Do you remember getting your first paycheck at your first “real” job?
I do. I thought I was RICH. I mean, taking baths in tubs of dollar bills RICH. Buying the entire bar drinks RICH. Taking luxury vacations and buying designer clothes (read: anything besides sale rack) was on the horizon for me. You betcha.
(And in case you are wondering – I was not rich. Not even close. What I was making at my first job was laughable. But when I compare it to my college jobs, it was big dollars.)
I learned quickly that it’s dangerously simple to get caught in the get game. The game where you want to acquire EVERYTHING for your new job.
- I must get nice new dress clothes to blend in with everyone at my fancy new job.
- I must get a special designer bag to go to and from the office.
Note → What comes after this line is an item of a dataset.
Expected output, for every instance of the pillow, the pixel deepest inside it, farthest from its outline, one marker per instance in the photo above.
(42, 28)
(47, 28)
- I must get a nice car to blend in with all of the other people parking in the office lot.
- Don’t forget getting lunch out. I’m quite fancy, you know.
It can be really easy to justify it to yourself. It was to me. I was making money, I should be able to spend it.
This was our engagement photo. It just cracks me up so I thought I’d include it. I made him wear those loafers. Loafers. Ha.
Anyway – Ryan helped me discover the beauty of saving. I still struggle with it sometimes. When the gets snuck up on me.
But over the past seven years, I learned to battle the temptation to keep getting. Instead, we work hard to put as much of our incomes into savings as possible. We bought cheap houses. (I mean, cheap cheap.) We did everything ourselves. We accepted more hand-me-downs than should be legal. We were able to buy several income properties and save some more. We pay for everything with cash. If we can’t, we don’t buy it.
All of this is what allowed us to be in the position for me to stay home with Henry last year. My new job. It doesn’t pay very well. And the boss is sort of demanding. But the work is pretty rewarding.
And that’s worth more than any designer handbag or suit.
You may be rolling your eyes. All of this advice isn’t really advice at all. It’s not an easy solution or an overnight change. You want a list of 10 things to do. I know it’s not simple. It’s not easy for me, either.
But – my advice? When you get that first paycheck – sock as much of it away as possible. Take any employer match that you can for your retirement. And then save some more. Even if you love your job, that savings gives you leverage for the future. It gives you options.
Options are a beautiful thing.
What’s your biggest piece of advice for someone starting a new job?